Última alteração: 2016-08-03
Resumo
Este trabalho analisou os usos do item gramatical “então”, a partir das ocorrências nas Catilinárias de Cícero e na Ação Penal Nº 470 (III Denuncia- Origens dos recursos empregados no esquema criminoso) no processo do Mensalão. O objetivo principal foi investigar – a partir de duas sincronias – se a função de advérbio temporal se mantinha de forma exclusiva, conforme prescreve a gramática de orientação normativa. O estudo tomou como aparato teórico as contribuições funcionalistas de Hintze (2008) e Pante e Hintze (2008), Neves (1997), Castilho (1999) e Poggio (2002) que, em conjunto, apontam para usos outros, mais abstratos que, por sua vez, podem ser analisados à luz dos pressupostos teóricos da gramaticalização. Tais pressupostos defende que as pressões de uso tendem a direcionar, com o passar do tempo, a função, bem como o significado do termo, do mais concreto para o mais metaforizado (advérbio temporal > conjunção conclusiva/consecutiva), donde a noção de abstração, por meio de um continuum unidirecional. Os resultados, no entanto, apontam que o processo de gramaticalização já havia começado no latim e, provavelmente, se estendeu ao longo dos séculos: por um lado, na primeira sincronia, 75% das ocorrências apresentam a noção tempo, enquanto 25% já desempenham o papel de consequência/conclusão.
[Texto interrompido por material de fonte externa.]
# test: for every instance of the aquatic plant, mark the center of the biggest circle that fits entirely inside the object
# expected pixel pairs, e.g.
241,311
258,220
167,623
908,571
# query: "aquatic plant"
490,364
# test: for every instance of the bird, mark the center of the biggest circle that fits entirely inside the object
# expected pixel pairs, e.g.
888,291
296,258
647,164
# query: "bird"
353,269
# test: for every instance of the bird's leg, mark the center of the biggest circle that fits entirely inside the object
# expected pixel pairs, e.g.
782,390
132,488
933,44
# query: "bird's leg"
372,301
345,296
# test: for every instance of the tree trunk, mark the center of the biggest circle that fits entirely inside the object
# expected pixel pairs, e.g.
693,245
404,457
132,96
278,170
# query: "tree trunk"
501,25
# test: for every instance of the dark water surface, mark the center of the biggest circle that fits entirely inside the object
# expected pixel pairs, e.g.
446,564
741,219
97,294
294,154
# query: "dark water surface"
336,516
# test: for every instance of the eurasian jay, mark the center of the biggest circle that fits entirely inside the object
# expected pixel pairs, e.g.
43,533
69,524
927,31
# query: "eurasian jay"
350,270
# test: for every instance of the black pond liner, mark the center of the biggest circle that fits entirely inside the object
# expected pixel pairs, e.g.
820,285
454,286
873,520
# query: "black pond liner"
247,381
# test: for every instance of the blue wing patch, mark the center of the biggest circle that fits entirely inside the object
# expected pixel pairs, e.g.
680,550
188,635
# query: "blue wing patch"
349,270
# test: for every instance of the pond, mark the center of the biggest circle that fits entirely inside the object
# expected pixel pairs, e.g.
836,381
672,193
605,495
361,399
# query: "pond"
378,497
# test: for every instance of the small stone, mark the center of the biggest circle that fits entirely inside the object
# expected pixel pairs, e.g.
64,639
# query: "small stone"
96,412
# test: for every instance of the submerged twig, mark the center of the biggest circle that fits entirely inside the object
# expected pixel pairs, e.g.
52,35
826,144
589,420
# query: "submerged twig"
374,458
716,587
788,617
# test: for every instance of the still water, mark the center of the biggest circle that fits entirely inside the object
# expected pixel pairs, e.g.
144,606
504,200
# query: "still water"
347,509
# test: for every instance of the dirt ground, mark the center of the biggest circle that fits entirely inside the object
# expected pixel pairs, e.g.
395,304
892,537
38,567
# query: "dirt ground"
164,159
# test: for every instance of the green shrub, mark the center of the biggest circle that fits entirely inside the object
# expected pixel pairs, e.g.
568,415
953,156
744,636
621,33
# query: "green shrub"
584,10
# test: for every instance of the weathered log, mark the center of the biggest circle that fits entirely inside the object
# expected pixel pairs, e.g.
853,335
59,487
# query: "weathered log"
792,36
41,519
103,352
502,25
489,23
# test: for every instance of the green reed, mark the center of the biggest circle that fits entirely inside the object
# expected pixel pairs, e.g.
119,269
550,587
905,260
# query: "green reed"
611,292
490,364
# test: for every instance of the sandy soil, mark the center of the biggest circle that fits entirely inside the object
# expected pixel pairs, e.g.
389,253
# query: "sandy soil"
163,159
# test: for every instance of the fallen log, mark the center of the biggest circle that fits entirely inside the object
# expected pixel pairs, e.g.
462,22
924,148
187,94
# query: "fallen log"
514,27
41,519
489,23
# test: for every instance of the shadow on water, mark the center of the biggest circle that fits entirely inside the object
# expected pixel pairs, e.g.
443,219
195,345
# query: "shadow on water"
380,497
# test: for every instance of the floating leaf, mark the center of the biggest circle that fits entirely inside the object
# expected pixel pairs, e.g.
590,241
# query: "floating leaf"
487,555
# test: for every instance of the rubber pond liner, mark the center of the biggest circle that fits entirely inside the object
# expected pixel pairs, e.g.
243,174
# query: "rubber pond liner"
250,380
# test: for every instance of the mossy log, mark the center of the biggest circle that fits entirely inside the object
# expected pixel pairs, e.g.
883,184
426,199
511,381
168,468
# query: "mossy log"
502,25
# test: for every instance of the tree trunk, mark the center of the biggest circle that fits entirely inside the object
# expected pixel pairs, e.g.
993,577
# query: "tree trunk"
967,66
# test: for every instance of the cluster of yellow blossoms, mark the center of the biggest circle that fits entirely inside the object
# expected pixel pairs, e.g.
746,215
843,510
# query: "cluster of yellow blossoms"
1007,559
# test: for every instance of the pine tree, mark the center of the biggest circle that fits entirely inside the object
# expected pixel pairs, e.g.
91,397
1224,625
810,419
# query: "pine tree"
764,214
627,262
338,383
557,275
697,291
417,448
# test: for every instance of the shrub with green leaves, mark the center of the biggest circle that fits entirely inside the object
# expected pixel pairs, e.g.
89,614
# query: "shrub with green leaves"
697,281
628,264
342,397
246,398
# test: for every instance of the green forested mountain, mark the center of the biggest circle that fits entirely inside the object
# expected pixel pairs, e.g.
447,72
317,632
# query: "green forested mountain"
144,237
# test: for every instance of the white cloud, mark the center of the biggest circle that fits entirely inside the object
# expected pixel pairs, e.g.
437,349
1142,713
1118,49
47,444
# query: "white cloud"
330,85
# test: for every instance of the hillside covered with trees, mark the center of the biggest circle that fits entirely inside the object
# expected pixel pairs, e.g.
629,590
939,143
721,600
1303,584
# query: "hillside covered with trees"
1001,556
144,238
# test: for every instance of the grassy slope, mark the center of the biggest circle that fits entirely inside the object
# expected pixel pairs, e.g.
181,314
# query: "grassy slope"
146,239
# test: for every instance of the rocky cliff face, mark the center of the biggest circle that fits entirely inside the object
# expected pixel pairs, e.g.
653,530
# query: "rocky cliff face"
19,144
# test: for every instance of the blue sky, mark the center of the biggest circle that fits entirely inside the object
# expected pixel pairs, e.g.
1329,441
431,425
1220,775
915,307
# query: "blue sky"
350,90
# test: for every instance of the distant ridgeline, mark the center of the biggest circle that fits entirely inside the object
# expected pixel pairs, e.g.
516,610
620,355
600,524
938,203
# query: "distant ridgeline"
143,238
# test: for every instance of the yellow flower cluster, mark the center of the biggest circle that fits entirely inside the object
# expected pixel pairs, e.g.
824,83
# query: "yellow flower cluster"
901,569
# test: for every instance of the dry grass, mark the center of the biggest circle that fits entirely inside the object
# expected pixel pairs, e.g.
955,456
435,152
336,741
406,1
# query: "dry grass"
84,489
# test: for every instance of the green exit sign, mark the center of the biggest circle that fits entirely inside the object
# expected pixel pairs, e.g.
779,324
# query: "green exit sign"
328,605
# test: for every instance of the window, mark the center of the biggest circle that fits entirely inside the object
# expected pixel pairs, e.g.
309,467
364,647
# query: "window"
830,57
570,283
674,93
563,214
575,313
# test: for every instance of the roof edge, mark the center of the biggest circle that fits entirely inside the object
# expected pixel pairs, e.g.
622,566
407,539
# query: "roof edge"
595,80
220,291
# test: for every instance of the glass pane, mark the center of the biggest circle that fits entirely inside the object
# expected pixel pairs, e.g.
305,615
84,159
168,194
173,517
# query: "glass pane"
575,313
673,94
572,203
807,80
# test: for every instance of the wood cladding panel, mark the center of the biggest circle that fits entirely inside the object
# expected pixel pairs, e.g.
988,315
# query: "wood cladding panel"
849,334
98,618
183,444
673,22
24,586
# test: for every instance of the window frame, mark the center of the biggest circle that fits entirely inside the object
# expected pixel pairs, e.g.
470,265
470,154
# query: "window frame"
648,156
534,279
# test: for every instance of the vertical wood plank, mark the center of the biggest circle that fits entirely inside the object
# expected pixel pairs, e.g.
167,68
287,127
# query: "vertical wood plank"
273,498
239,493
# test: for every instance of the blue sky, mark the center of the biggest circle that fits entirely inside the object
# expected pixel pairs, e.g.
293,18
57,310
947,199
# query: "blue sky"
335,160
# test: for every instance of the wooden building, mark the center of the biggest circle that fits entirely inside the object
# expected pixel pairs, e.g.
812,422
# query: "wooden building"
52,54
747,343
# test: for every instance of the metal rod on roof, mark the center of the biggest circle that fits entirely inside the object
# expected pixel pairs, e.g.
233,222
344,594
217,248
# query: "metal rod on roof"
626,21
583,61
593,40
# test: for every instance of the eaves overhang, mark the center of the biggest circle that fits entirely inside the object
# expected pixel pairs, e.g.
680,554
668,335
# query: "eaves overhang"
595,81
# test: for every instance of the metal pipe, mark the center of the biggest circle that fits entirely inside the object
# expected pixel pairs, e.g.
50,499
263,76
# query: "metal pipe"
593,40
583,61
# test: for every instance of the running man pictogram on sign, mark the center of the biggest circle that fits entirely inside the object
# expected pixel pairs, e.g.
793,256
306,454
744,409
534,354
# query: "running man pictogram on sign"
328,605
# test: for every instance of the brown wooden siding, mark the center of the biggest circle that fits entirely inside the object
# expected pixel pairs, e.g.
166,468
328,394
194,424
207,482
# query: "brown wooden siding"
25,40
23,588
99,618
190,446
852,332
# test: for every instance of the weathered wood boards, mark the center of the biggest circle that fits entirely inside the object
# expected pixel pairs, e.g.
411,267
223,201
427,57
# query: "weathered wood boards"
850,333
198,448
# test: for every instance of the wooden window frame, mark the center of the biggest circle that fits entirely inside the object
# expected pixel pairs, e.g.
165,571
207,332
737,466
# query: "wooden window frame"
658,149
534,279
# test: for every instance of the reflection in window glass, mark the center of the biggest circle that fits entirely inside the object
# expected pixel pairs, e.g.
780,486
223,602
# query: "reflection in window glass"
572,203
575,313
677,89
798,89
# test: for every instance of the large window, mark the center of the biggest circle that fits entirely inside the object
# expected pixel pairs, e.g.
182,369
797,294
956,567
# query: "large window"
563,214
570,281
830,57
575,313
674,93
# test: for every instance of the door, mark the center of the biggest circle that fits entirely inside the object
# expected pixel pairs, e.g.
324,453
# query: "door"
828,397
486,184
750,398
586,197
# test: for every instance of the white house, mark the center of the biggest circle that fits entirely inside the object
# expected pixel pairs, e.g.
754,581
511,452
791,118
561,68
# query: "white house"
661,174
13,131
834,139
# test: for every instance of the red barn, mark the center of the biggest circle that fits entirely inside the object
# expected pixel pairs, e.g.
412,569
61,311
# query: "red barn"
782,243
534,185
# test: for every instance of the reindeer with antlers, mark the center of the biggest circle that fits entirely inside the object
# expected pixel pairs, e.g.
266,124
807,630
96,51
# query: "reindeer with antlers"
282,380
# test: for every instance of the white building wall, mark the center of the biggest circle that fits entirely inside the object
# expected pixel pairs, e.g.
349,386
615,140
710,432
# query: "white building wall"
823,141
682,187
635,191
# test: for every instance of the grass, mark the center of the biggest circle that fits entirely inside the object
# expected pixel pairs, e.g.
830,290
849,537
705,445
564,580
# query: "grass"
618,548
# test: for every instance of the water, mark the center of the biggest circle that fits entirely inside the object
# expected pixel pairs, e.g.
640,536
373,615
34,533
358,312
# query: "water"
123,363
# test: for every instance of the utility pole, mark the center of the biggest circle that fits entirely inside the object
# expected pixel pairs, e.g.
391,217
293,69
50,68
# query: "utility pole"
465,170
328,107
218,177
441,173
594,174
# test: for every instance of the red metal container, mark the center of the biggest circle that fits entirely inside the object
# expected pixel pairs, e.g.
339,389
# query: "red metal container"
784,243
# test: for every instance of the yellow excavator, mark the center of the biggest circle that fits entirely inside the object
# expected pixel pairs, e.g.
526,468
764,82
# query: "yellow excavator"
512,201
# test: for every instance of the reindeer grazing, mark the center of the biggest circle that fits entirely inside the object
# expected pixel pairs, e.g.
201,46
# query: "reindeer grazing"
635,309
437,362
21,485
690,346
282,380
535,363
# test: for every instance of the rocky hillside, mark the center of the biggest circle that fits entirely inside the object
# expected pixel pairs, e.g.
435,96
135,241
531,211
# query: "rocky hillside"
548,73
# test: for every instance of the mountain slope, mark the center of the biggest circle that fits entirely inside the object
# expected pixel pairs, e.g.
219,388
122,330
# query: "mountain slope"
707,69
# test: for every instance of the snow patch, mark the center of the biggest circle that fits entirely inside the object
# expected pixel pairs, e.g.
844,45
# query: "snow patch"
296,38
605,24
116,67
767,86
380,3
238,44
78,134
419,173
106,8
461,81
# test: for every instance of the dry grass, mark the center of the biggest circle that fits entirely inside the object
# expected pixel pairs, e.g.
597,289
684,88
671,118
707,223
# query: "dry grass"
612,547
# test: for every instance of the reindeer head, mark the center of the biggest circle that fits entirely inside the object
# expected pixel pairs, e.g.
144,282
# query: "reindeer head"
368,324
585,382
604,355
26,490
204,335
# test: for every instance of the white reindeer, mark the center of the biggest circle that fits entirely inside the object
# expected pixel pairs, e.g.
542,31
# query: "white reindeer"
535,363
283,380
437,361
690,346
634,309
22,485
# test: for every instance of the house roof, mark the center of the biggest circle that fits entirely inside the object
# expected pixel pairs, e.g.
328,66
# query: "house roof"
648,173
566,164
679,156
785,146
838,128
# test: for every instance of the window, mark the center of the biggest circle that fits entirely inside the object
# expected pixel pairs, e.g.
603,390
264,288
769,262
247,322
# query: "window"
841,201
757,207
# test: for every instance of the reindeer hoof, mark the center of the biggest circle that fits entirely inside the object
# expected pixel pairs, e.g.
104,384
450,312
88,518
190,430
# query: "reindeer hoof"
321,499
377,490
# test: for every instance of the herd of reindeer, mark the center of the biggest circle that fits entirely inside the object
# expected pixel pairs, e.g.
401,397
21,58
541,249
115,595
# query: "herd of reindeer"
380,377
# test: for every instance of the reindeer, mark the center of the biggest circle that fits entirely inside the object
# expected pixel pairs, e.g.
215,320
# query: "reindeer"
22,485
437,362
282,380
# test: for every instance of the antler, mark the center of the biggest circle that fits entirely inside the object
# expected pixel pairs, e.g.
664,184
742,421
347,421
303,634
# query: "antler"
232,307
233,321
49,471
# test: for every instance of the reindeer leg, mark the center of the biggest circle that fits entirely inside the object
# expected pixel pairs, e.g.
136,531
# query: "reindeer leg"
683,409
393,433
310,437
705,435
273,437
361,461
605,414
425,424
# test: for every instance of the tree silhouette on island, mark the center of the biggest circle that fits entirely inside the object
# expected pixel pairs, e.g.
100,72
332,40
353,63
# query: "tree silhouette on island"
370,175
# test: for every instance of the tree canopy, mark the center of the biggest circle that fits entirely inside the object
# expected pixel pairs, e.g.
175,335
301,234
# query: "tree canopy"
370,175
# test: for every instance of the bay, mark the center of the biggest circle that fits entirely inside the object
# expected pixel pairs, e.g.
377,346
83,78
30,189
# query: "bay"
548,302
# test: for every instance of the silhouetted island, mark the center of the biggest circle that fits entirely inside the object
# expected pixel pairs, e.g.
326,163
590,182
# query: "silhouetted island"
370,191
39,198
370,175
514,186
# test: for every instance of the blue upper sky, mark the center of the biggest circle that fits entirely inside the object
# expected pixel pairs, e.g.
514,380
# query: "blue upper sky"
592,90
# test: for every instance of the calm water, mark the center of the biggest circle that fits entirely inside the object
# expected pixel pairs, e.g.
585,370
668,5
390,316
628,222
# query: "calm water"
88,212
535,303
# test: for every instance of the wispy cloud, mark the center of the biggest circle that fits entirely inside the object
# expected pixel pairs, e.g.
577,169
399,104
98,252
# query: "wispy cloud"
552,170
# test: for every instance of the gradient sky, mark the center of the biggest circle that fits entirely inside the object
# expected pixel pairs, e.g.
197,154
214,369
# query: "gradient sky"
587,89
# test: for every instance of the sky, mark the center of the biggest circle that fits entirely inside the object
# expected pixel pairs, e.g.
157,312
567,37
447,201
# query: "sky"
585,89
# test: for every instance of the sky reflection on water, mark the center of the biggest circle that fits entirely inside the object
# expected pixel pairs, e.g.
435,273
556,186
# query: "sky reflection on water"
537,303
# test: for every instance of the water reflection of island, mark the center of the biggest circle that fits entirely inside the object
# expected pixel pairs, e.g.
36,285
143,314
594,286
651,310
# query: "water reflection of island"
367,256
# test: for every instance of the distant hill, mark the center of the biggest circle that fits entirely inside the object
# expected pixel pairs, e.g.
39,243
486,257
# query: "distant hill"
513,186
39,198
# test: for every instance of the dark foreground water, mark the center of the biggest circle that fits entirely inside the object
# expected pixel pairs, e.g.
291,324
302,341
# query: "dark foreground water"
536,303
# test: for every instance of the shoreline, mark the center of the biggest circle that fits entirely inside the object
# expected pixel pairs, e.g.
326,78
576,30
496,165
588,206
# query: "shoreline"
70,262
Por outro, os usos identificados na segunda sinalizam maior avanço no processo de gramaticalização, já que 40% das ocorrências indicam a clássica noção temporal, em oposição à 15% referentes à noção de modo, e à também 15% indicativos do papel de conjunção conclusiva/consecutiva. Tais dados indicam o não apagamento do sentido mais concreto, mas a permanência concomitante às novas funções, indicando alto grau de estabilidade. Deste modo, não se pode falar em um processo unidirecional absoluto, pois a função de tempo também continua a ser usada no português escrito do Brasil.